Troubleshooting
As you wire up data ingestion in Materialize, you might run into some snags or
unexpected scenarios. This guide collects common questions around data
ingestion to help you troubleshoot your sources. If you’re looking for
troubleshooting guidance for slow or unresponsive queries, check out the
Transform data
troubleshooting guide
instead.
Why isn’t my source ingesting data?
First, check the status of your source in the Materialize console by navigating to https://console.materialize.com/, clicking the Sources tab in the navigation bar, and clicking the affected source.

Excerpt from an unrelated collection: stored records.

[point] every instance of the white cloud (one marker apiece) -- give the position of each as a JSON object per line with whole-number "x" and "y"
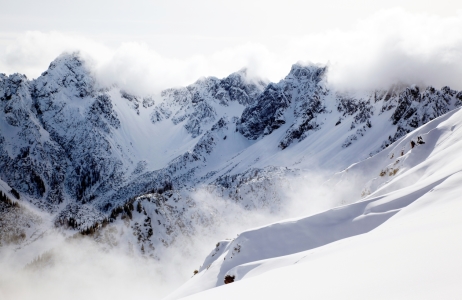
{"x": 385, "y": 48}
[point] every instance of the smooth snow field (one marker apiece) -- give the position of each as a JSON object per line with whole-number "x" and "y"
{"x": 400, "y": 242}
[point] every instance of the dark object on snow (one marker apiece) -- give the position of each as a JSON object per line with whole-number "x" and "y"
{"x": 15, "y": 193}
{"x": 229, "y": 279}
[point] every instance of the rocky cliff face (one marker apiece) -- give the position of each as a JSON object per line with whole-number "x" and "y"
{"x": 64, "y": 139}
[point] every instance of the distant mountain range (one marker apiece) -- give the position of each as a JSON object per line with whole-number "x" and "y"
{"x": 91, "y": 155}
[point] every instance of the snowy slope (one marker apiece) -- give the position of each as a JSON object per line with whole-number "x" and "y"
{"x": 409, "y": 222}
{"x": 85, "y": 153}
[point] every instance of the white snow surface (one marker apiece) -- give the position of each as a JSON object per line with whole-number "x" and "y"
{"x": 402, "y": 241}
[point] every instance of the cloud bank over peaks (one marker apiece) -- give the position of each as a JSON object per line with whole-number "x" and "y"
{"x": 388, "y": 47}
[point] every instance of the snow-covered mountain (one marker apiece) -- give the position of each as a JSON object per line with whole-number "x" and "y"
{"x": 402, "y": 235}
{"x": 98, "y": 159}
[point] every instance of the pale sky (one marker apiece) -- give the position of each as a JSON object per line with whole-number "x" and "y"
{"x": 216, "y": 37}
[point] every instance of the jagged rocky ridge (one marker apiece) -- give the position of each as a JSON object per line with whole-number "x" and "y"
{"x": 73, "y": 148}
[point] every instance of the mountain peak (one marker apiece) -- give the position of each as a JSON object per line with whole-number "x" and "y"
{"x": 307, "y": 72}
{"x": 68, "y": 72}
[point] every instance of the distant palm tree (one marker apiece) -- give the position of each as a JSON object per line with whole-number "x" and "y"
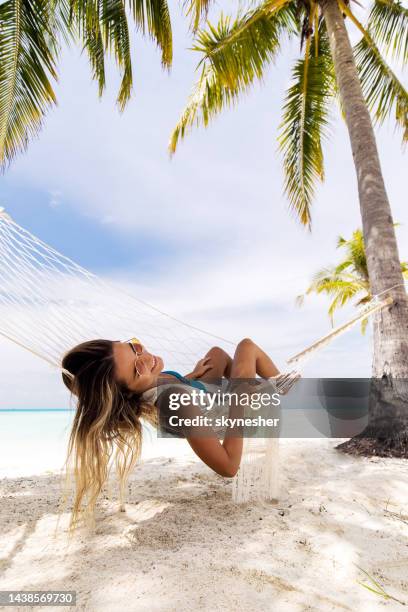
{"x": 31, "y": 36}
{"x": 236, "y": 53}
{"x": 348, "y": 279}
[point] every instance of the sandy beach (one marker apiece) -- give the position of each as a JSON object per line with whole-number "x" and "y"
{"x": 183, "y": 545}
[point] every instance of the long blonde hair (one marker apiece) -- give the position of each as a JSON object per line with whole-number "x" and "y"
{"x": 106, "y": 430}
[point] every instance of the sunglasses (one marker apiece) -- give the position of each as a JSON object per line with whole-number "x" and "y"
{"x": 135, "y": 345}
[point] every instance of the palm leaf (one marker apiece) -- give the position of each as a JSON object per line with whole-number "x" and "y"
{"x": 383, "y": 92}
{"x": 388, "y": 22}
{"x": 235, "y": 54}
{"x": 153, "y": 17}
{"x": 305, "y": 122}
{"x": 382, "y": 89}
{"x": 197, "y": 10}
{"x": 28, "y": 55}
{"x": 85, "y": 20}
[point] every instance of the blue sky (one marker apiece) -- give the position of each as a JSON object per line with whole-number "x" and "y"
{"x": 207, "y": 235}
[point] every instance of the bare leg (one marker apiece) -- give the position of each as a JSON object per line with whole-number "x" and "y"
{"x": 250, "y": 360}
{"x": 221, "y": 365}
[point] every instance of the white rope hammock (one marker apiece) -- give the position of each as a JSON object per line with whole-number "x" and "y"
{"x": 48, "y": 304}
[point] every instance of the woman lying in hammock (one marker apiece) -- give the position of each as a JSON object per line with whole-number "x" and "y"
{"x": 113, "y": 382}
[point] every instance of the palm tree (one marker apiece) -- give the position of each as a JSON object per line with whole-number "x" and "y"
{"x": 31, "y": 37}
{"x": 236, "y": 52}
{"x": 348, "y": 280}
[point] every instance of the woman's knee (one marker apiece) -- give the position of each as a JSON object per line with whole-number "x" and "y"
{"x": 246, "y": 342}
{"x": 218, "y": 353}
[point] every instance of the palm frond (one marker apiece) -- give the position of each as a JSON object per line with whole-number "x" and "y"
{"x": 305, "y": 123}
{"x": 388, "y": 22}
{"x": 235, "y": 54}
{"x": 342, "y": 287}
{"x": 28, "y": 55}
{"x": 383, "y": 91}
{"x": 115, "y": 32}
{"x": 197, "y": 11}
{"x": 404, "y": 268}
{"x": 153, "y": 17}
{"x": 85, "y": 18}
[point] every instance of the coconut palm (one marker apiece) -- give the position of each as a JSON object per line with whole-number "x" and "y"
{"x": 31, "y": 36}
{"x": 235, "y": 54}
{"x": 348, "y": 280}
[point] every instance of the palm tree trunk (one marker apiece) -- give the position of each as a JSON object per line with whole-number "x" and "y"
{"x": 390, "y": 363}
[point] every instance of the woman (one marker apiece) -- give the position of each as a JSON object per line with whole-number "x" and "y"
{"x": 113, "y": 382}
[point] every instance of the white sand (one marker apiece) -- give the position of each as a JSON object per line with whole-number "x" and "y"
{"x": 182, "y": 545}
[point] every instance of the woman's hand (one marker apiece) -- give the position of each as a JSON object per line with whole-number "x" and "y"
{"x": 201, "y": 368}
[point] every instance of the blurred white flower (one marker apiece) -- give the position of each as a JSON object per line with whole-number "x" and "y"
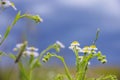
{"x": 18, "y": 46}
{"x": 60, "y": 44}
{"x": 7, "y": 3}
{"x": 75, "y": 43}
{"x": 32, "y": 49}
{"x": 31, "y": 53}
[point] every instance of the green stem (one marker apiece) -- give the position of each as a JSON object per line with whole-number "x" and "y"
{"x": 44, "y": 51}
{"x": 30, "y": 74}
{"x": 66, "y": 68}
{"x": 10, "y": 27}
{"x": 77, "y": 59}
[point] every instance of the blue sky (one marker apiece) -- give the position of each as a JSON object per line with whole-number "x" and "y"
{"x": 66, "y": 21}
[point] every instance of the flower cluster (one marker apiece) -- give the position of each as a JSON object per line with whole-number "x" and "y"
{"x": 87, "y": 50}
{"x": 29, "y": 51}
{"x": 75, "y": 46}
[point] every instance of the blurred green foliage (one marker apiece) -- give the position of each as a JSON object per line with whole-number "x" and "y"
{"x": 48, "y": 73}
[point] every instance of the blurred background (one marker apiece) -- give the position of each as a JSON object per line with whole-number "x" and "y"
{"x": 66, "y": 21}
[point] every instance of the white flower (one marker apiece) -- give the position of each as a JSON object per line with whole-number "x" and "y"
{"x": 19, "y": 45}
{"x": 31, "y": 53}
{"x": 93, "y": 47}
{"x": 7, "y": 3}
{"x": 86, "y": 49}
{"x": 75, "y": 43}
{"x": 32, "y": 49}
{"x": 60, "y": 44}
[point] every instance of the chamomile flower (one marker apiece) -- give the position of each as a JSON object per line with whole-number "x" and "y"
{"x": 93, "y": 47}
{"x": 31, "y": 53}
{"x": 18, "y": 46}
{"x": 75, "y": 46}
{"x": 75, "y": 43}
{"x": 60, "y": 44}
{"x": 86, "y": 49}
{"x": 32, "y": 49}
{"x": 7, "y": 3}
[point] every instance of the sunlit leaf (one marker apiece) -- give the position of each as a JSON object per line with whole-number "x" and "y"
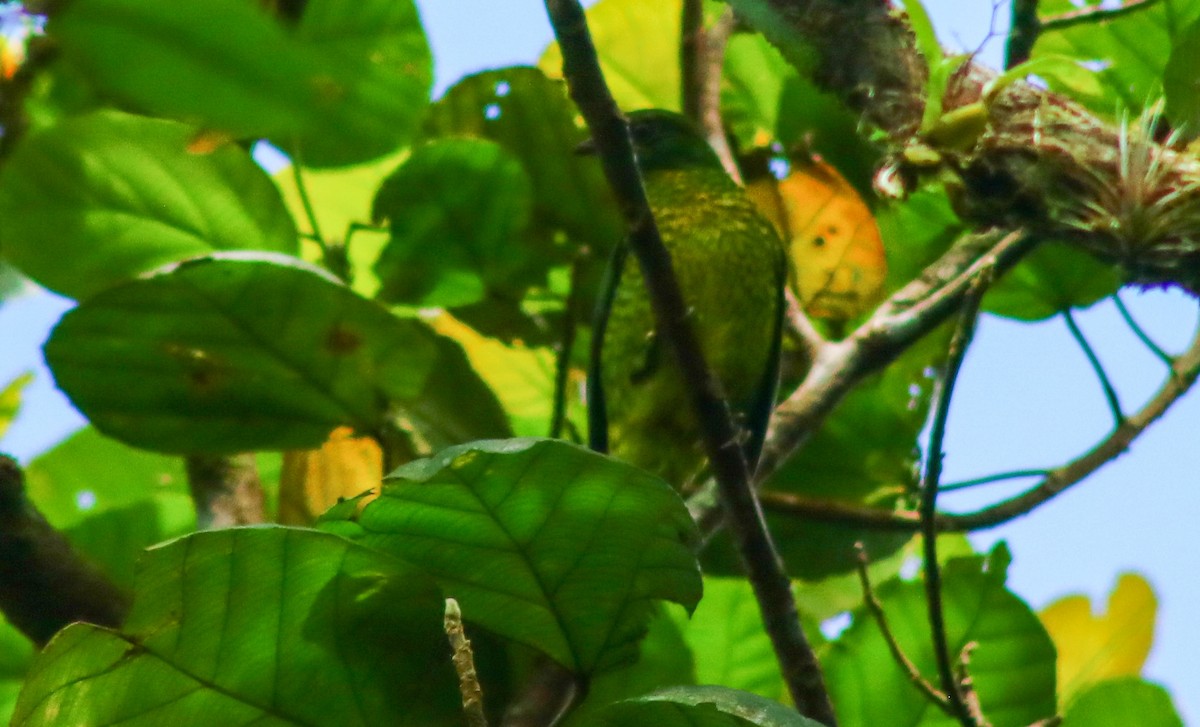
{"x": 544, "y": 542}
{"x": 521, "y": 377}
{"x": 1128, "y": 53}
{"x": 231, "y": 355}
{"x": 1095, "y": 648}
{"x": 459, "y": 212}
{"x": 346, "y": 85}
{"x": 1050, "y": 280}
{"x": 101, "y": 198}
{"x": 664, "y": 660}
{"x": 1122, "y": 702}
{"x": 729, "y": 641}
{"x": 10, "y": 400}
{"x": 639, "y": 48}
{"x": 701, "y": 707}
{"x": 838, "y": 260}
{"x": 265, "y": 624}
{"x": 1012, "y": 667}
{"x": 532, "y": 118}
{"x": 315, "y": 480}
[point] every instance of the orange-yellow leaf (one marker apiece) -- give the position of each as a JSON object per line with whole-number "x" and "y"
{"x": 312, "y": 480}
{"x": 1092, "y": 648}
{"x": 10, "y": 400}
{"x": 834, "y": 244}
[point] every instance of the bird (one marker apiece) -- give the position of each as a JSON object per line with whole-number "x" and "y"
{"x": 732, "y": 266}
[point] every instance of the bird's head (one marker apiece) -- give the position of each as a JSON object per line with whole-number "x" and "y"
{"x": 666, "y": 140}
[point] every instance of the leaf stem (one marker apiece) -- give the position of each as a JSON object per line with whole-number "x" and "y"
{"x": 943, "y": 391}
{"x": 881, "y": 619}
{"x": 1165, "y": 358}
{"x": 1110, "y": 394}
{"x": 997, "y": 478}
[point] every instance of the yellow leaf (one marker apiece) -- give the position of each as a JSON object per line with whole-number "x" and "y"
{"x": 312, "y": 480}
{"x": 522, "y": 378}
{"x": 834, "y": 244}
{"x": 10, "y": 400}
{"x": 1092, "y": 648}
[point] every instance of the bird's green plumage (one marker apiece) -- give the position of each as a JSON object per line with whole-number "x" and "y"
{"x": 731, "y": 266}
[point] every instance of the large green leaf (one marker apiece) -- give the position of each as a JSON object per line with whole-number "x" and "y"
{"x": 544, "y": 542}
{"x": 375, "y": 79}
{"x": 265, "y": 625}
{"x": 348, "y": 84}
{"x": 459, "y": 211}
{"x": 701, "y": 707}
{"x": 100, "y": 198}
{"x": 531, "y": 116}
{"x": 664, "y": 660}
{"x": 729, "y": 641}
{"x": 237, "y": 354}
{"x": 639, "y": 48}
{"x": 1050, "y": 280}
{"x": 1013, "y": 667}
{"x": 1121, "y": 702}
{"x": 1129, "y": 53}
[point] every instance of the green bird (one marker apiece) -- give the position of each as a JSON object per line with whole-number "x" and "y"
{"x": 731, "y": 266}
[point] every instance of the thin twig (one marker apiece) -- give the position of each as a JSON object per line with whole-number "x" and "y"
{"x": 46, "y": 583}
{"x": 876, "y": 607}
{"x": 943, "y": 391}
{"x": 766, "y": 572}
{"x": 465, "y": 665}
{"x": 1110, "y": 392}
{"x": 702, "y": 53}
{"x": 1024, "y": 34}
{"x": 990, "y": 479}
{"x": 1165, "y": 358}
{"x": 1185, "y": 371}
{"x": 226, "y": 490}
{"x": 1093, "y": 13}
{"x": 567, "y": 347}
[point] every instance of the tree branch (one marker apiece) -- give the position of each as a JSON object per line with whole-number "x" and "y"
{"x": 1042, "y": 162}
{"x": 765, "y": 569}
{"x": 943, "y": 391}
{"x": 226, "y": 490}
{"x": 1185, "y": 371}
{"x": 46, "y": 583}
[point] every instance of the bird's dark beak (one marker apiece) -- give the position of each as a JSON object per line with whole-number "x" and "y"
{"x": 586, "y": 148}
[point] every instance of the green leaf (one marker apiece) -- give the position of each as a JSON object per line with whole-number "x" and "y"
{"x": 88, "y": 474}
{"x": 347, "y": 85}
{"x": 1013, "y": 667}
{"x": 1129, "y": 50}
{"x": 1050, "y": 280}
{"x": 267, "y": 625}
{"x": 1179, "y": 80}
{"x": 702, "y": 707}
{"x": 375, "y": 79}
{"x": 10, "y": 400}
{"x": 101, "y": 198}
{"x": 664, "y": 660}
{"x": 730, "y": 643}
{"x": 459, "y": 211}
{"x": 1121, "y": 702}
{"x": 237, "y": 354}
{"x": 639, "y": 48}
{"x": 544, "y": 542}
{"x": 765, "y": 98}
{"x": 531, "y": 116}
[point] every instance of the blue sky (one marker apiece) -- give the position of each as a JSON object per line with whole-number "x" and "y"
{"x": 1026, "y": 397}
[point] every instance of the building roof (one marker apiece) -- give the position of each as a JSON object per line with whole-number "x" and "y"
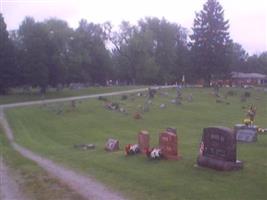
{"x": 248, "y": 75}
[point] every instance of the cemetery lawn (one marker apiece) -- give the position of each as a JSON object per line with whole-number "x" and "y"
{"x": 17, "y": 95}
{"x": 52, "y": 134}
{"x": 34, "y": 182}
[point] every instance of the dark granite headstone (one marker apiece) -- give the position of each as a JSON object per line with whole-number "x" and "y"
{"x": 246, "y": 133}
{"x": 112, "y": 145}
{"x": 172, "y": 130}
{"x": 143, "y": 141}
{"x": 168, "y": 145}
{"x": 218, "y": 149}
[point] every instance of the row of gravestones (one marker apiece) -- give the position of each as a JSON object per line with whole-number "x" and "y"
{"x": 217, "y": 148}
{"x": 167, "y": 143}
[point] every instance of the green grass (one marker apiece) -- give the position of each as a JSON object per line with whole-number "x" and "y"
{"x": 17, "y": 95}
{"x": 33, "y": 181}
{"x": 41, "y": 129}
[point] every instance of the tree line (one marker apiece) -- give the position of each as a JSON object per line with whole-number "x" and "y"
{"x": 154, "y": 51}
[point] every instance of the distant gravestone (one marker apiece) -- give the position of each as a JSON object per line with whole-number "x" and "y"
{"x": 168, "y": 145}
{"x": 171, "y": 130}
{"x": 112, "y": 145}
{"x": 143, "y": 141}
{"x": 246, "y": 133}
{"x": 218, "y": 149}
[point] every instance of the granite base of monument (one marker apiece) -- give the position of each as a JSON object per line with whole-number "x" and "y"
{"x": 221, "y": 165}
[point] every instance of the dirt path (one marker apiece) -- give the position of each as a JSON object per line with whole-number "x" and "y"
{"x": 87, "y": 187}
{"x": 9, "y": 189}
{"x": 84, "y": 185}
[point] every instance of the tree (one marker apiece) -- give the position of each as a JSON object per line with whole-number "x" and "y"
{"x": 238, "y": 58}
{"x": 89, "y": 58}
{"x": 210, "y": 42}
{"x": 35, "y": 51}
{"x": 7, "y": 56}
{"x": 257, "y": 63}
{"x": 151, "y": 52}
{"x": 59, "y": 37}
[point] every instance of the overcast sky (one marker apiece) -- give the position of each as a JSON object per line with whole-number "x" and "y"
{"x": 248, "y": 18}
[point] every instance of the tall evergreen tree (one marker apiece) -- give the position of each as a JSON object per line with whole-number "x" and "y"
{"x": 7, "y": 56}
{"x": 210, "y": 42}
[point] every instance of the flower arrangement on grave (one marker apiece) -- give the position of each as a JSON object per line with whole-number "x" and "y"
{"x": 154, "y": 153}
{"x": 137, "y": 115}
{"x": 248, "y": 122}
{"x": 131, "y": 149}
{"x": 262, "y": 130}
{"x": 251, "y": 113}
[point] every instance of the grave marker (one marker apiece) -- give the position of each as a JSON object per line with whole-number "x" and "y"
{"x": 143, "y": 141}
{"x": 112, "y": 145}
{"x": 246, "y": 133}
{"x": 168, "y": 145}
{"x": 218, "y": 149}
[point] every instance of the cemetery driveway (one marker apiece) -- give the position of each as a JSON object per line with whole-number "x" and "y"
{"x": 8, "y": 187}
{"x": 83, "y": 184}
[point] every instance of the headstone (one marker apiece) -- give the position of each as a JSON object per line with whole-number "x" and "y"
{"x": 143, "y": 141}
{"x": 162, "y": 106}
{"x": 137, "y": 115}
{"x": 112, "y": 145}
{"x": 218, "y": 149}
{"x": 246, "y": 133}
{"x": 168, "y": 145}
{"x": 171, "y": 130}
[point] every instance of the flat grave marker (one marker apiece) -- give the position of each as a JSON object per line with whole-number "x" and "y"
{"x": 112, "y": 145}
{"x": 246, "y": 133}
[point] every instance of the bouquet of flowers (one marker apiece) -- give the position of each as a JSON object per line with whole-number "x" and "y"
{"x": 154, "y": 153}
{"x": 131, "y": 149}
{"x": 262, "y": 130}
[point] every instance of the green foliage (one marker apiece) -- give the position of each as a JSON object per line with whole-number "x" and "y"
{"x": 137, "y": 177}
{"x": 7, "y": 56}
{"x": 154, "y": 51}
{"x": 210, "y": 42}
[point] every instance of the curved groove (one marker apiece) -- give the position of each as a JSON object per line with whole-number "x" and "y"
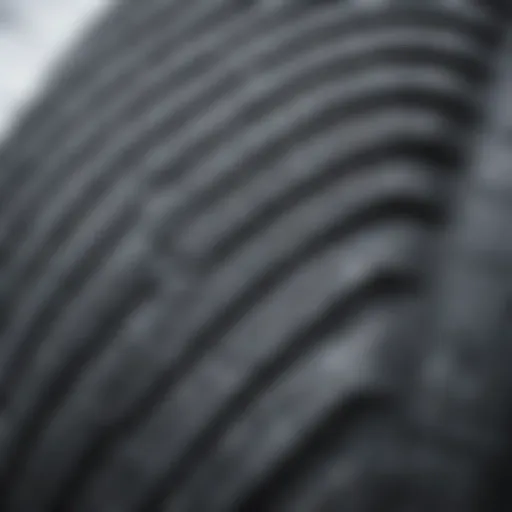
{"x": 69, "y": 271}
{"x": 328, "y": 20}
{"x": 171, "y": 371}
{"x": 308, "y": 152}
{"x": 60, "y": 108}
{"x": 217, "y": 481}
{"x": 108, "y": 298}
{"x": 47, "y": 230}
{"x": 296, "y": 21}
{"x": 324, "y": 452}
{"x": 263, "y": 378}
{"x": 384, "y": 252}
{"x": 296, "y": 67}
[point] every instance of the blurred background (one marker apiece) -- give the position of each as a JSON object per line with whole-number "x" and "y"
{"x": 34, "y": 36}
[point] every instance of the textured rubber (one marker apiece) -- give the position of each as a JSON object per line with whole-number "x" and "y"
{"x": 239, "y": 257}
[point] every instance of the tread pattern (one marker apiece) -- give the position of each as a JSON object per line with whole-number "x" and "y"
{"x": 208, "y": 250}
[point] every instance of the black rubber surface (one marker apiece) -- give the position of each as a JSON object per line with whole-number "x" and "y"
{"x": 254, "y": 257}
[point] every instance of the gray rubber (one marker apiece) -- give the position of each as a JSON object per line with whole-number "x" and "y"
{"x": 230, "y": 266}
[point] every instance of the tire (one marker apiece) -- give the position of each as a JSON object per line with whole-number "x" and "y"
{"x": 254, "y": 257}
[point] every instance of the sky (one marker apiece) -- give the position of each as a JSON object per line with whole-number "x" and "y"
{"x": 34, "y": 35}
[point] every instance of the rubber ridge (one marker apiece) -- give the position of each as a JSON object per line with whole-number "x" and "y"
{"x": 216, "y": 230}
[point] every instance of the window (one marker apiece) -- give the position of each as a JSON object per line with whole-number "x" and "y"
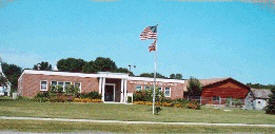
{"x": 147, "y": 88}
{"x": 78, "y": 85}
{"x": 43, "y": 85}
{"x": 167, "y": 92}
{"x": 61, "y": 84}
{"x": 159, "y": 89}
{"x": 138, "y": 88}
{"x": 216, "y": 98}
{"x": 67, "y": 84}
{"x": 54, "y": 83}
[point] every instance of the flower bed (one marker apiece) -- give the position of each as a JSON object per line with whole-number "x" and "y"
{"x": 87, "y": 100}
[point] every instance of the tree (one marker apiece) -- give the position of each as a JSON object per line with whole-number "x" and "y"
{"x": 194, "y": 87}
{"x": 105, "y": 64}
{"x": 70, "y": 65}
{"x": 124, "y": 70}
{"x": 42, "y": 66}
{"x": 151, "y": 75}
{"x": 12, "y": 73}
{"x": 270, "y": 108}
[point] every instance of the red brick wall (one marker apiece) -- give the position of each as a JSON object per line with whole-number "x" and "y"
{"x": 31, "y": 83}
{"x": 176, "y": 88}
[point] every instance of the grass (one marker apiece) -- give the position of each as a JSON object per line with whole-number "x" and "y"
{"x": 49, "y": 126}
{"x": 130, "y": 112}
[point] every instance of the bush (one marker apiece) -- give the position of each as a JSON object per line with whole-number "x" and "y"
{"x": 147, "y": 95}
{"x": 86, "y": 100}
{"x": 193, "y": 105}
{"x": 129, "y": 99}
{"x": 72, "y": 90}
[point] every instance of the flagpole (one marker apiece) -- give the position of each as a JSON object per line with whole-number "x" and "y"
{"x": 155, "y": 75}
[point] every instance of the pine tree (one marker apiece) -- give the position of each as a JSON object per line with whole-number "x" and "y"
{"x": 270, "y": 108}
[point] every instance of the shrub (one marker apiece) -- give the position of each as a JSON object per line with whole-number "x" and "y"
{"x": 147, "y": 95}
{"x": 86, "y": 100}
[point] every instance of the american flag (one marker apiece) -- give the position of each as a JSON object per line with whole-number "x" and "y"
{"x": 153, "y": 46}
{"x": 149, "y": 32}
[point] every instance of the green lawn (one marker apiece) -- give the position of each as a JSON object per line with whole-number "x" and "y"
{"x": 49, "y": 126}
{"x": 129, "y": 112}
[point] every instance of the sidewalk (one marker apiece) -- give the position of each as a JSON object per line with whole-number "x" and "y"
{"x": 139, "y": 122}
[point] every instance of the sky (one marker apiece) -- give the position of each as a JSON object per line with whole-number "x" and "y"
{"x": 201, "y": 39}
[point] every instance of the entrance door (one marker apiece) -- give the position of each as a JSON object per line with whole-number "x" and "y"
{"x": 109, "y": 92}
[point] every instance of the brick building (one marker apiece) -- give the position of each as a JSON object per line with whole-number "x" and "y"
{"x": 114, "y": 87}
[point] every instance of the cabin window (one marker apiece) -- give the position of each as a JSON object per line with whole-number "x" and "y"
{"x": 167, "y": 92}
{"x": 138, "y": 88}
{"x": 43, "y": 85}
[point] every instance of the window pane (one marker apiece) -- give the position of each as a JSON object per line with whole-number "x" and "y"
{"x": 67, "y": 84}
{"x": 77, "y": 84}
{"x": 167, "y": 92}
{"x": 61, "y": 84}
{"x": 43, "y": 85}
{"x": 159, "y": 88}
{"x": 138, "y": 88}
{"x": 54, "y": 83}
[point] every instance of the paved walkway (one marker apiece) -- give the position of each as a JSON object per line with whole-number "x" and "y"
{"x": 139, "y": 122}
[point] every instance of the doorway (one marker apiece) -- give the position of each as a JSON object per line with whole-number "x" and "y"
{"x": 109, "y": 92}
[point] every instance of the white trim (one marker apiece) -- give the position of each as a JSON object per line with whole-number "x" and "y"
{"x": 46, "y": 85}
{"x": 169, "y": 92}
{"x": 158, "y": 79}
{"x": 114, "y": 92}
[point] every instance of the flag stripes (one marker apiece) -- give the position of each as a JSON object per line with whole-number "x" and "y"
{"x": 149, "y": 32}
{"x": 153, "y": 46}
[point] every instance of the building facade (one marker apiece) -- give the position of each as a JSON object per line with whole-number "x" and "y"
{"x": 4, "y": 89}
{"x": 114, "y": 87}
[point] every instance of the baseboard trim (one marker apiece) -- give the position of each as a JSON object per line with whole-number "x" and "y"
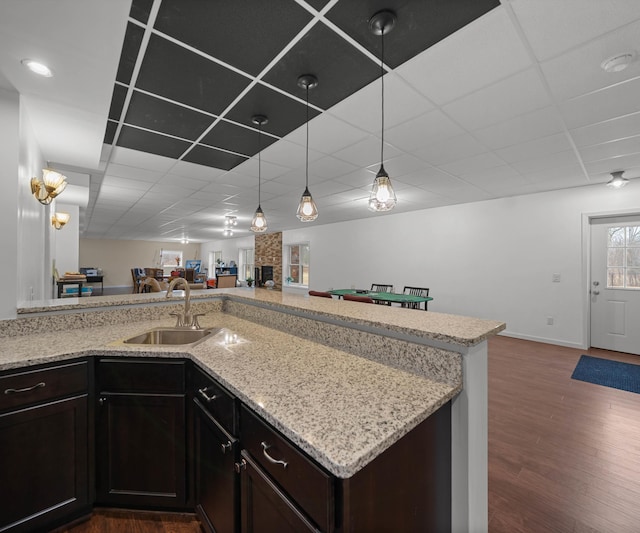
{"x": 544, "y": 340}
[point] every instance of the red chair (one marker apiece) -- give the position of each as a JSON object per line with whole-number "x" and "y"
{"x": 354, "y": 298}
{"x": 321, "y": 294}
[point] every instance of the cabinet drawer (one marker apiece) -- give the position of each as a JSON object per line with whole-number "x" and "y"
{"x": 310, "y": 487}
{"x": 150, "y": 376}
{"x": 218, "y": 402}
{"x": 33, "y": 386}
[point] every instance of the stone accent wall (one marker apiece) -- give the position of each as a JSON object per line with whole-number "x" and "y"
{"x": 268, "y": 252}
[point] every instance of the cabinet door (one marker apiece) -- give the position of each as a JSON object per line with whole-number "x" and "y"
{"x": 264, "y": 508}
{"x": 217, "y": 484}
{"x": 44, "y": 465}
{"x": 140, "y": 450}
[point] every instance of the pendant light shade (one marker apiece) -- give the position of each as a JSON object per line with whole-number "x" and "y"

Alternatively, you can get this information from the system catalog by querying
the mz_source_statuses
table:
SELECT * FROM mz_internal.mz_source_statuses
WHERE name = <SOURCE_NAME>;
If your source reports a status of stalled
or failed
, you likely have a
configuration issue. The returned error
field will provide more details.
If your source reports a status of starting
for more than a few minutes,
reach out to our team for support.
If your source reports a status of running
, but you are not receiving data
when you query the source, the source may still be ingesting its initial
snapshot. See Has my source ingested its initial snapshot?.
Has my source ingested its initial snapshot?
When you create a source, Materialize takes a snapshot of any existing data in the upstream external system and ingests that snapshotted data before it starts ingesting new data. To ensure correct and consistent results, this snapshot is committed atomically at a specific timestamp. Because of that, you will not be able to query your source (or, queries will return no data) until Materialize has finished ingesting the initial snapshot.
Snapshotting can take between a few minutes to several hours, depending on the size of your dataset and the size of your ingestion cluster.
To determine whether your source has completed ingesting the initial snapshot,
you can query the mz_source_statistics
system catalog table:
SELECT snapshot_committed
FROM mz_internal.mz_source_statistics
WHERE id = <SOURCE_ID>;
You generally want to aggregate the snapshot_committed
field across all worker
threads, as done in the above query. The snapshot is only considered committed
for the source as a whole once all worker threads have committed their
components of the snapshot.
Even if your source has not yet committed its initial snapshot, you can still monitor its progress. See How do I monitor source ingestion progress?.
How do I monitor source ingestion progress?
Repeatedly query the
mz_source_statistics
table and look for ingestion statistics that advance over time:
SELECT
bytes_received,
messages_received,
updates_staged,
updates_committed
FROM mz_internal.mz_source_statistics
WHERE id = <SOURCE_ID>;
You can also look at statistics for individual worker threads to evaluate whether ingestion progress is skewed, but it’s generally simplest to start by looking at the aggregate statistics for the whole source.
The bytes_received
and messages_received
statistics should roughly match the
external system’s measure of progress. For example, the bytes_received
and
messages_received
fields for a Kafka source should roughly match the upstream
Kafka broker reports as the number of bytes (including the key) and number of
messages transmitted, respectively.
During the initial snapshot, updates_committed
will remain at zero until all
messages in the snapshot have been staged. Only then will updates_committed
advance. This is expected, and not a cause for concern.
After the initial snapshot, there should be relatively little skew between
updates_staged
and updates_committed
. A large gap is usually an indication
that the source has fallen behind, and that you likely need to scale it up.
messages_received
does not necessarily correspond with updates_staged
and updates_commmited
. For example, a source with ENVELOPE UPSERT
can have more
updates than messages, because messages can cause both deletions and insertions
(i.e. when they update a value for a key), which are both counted in the
updates_*
statistics. There can also be fewer updates than messages, as
many messages for a single key can be consolidated if they occur within a (small)
internally configured window. That said, messages_received
making
steady progress while updates_staged
/updates_committed
doesn’t is also
evidence that a source has fallen behind, and may need to be scaled up.
Beware that these statistics periodically reset to zero, as internal components of the system restart. This is expected behavior. As a result, you should restrict your attention to how these statistics evolve over time, and not their absolute values at any moment in time.